1. Collaborate with a marketing expert who understands the collision repair industry,  Zoebelein says. Someone familiar with the industry can help you ferret out the key points needed to construct a compelling narrative. 

2. Quantify what it is about your shop that makes you different and to get the customer to understand that not all body shops are created equal. 

3. Ensure your shop’s  narrative make sense to the average person, particularly customers who don’t know how to differentiate one body shop from another. “How do we connect this message with this buyer? How do we get in front of all the Subaru (for example) guys with this information? With all the stuff we know about collision repair, how do you get a customer to understand it quickly?” Zoebelein asks, saying that is a tricky thing. One strategy is creating specific pages on your website that explain where the industry is right now, the dangers of improper repair, things of that nature.  

Then from there, Zoebelein adds, it’s all about marketing. 

Marketing the Narrative

Having an interesting story to tell is only half the battle; the narrative will not serve its purposes if no one is listening. 

That is why twin sisters Adriana and Sabrina Santostefano shout their narrative from as many social media rooftops as possible.

The Santostefano sisters grew up in their grandfather’s auto body shop in Middletown, Connecticut, always finding cars to be fascinating. Knowing that they wanted to be business owners one day, the two earned marketing and communications degrees in college. 

The sisters transitioned into the business in 2013 as their grandfather started the retirement process; in 2015, the two officially became owners of Santostefano Auto Body, which has been in their family since he opened it in 1973.

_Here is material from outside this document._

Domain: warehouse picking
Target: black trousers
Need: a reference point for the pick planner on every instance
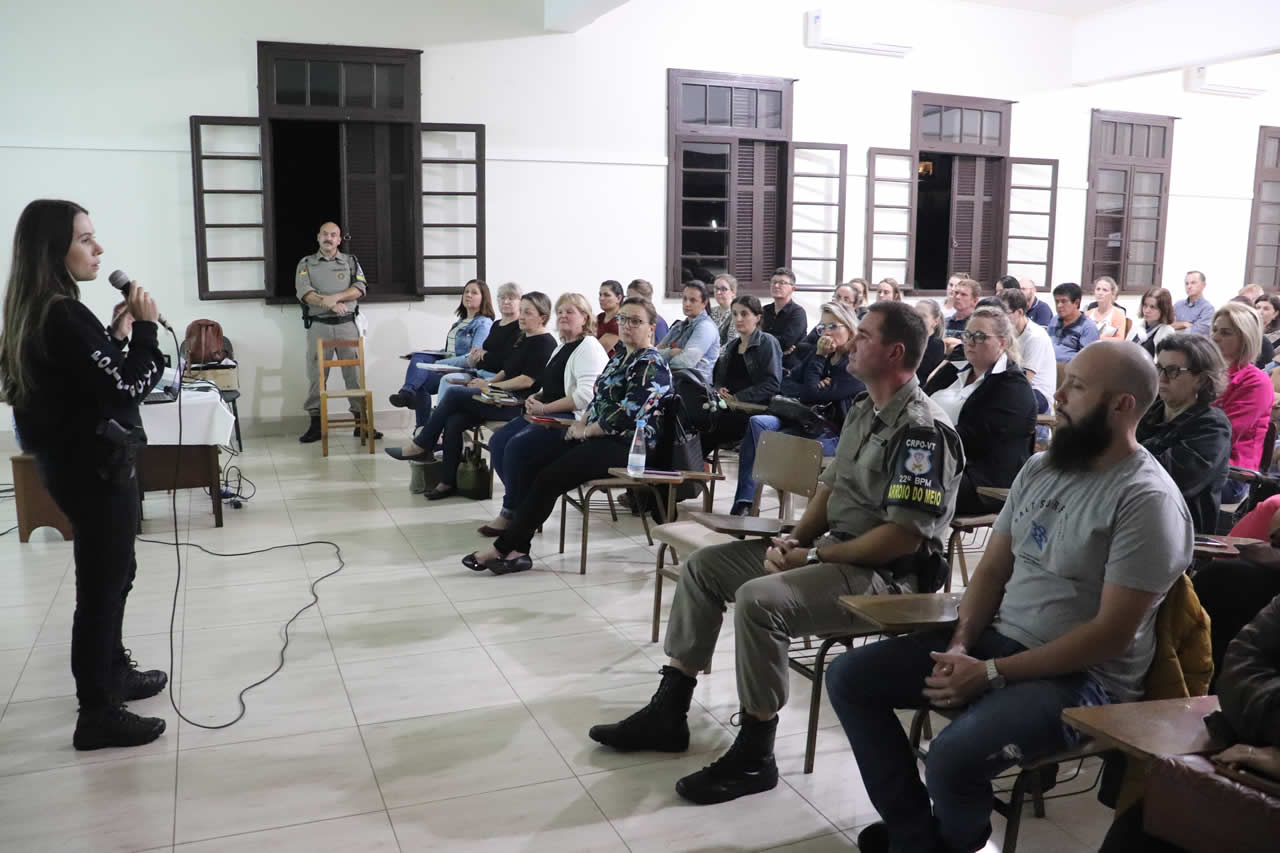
(104, 518)
(576, 464)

The sisters’ grandfather did things the old-fashioned way; he did not even have a website. “He did the old school marketing—a church bulletin,” Adriana says.

They knew they had an interesting story to share: how two young females in a male-dominated field came to own a collision shop. But first, they had to win over the trust of their customers, especially as they were something of a unicorn. That’s where the narrative came in handy. “When we stepped in, there was a lot of hesitancy from the community,” Adriana says. 

Pushing back against a perception that they didn’t know what they were doing, they set out to show the community that they, indeed, were capable by taking advantage of as many forms of social media as possible. “It is important to be omnipresent on different platforms,” Sabrina says. The sisters continue to grow their online platforms all the time—Facebook, YouTube, Instagram—drawing upon their narrative time and again so that their customers can learn what sets them apart.

Zoebelein agrees with the strategy. “The customer should be able to find the narrative quickly, and everywhere. “At the very minimum, it should be on your website,” he says, and even on TV, radio or Facebook ads. “Everywhere your name is, it should be—if there’s an opportunity to customize it and craft it, it should be where the storyline goes. Communicate in such a way that a customer can understand it, digest it quickly and make a buying decision.”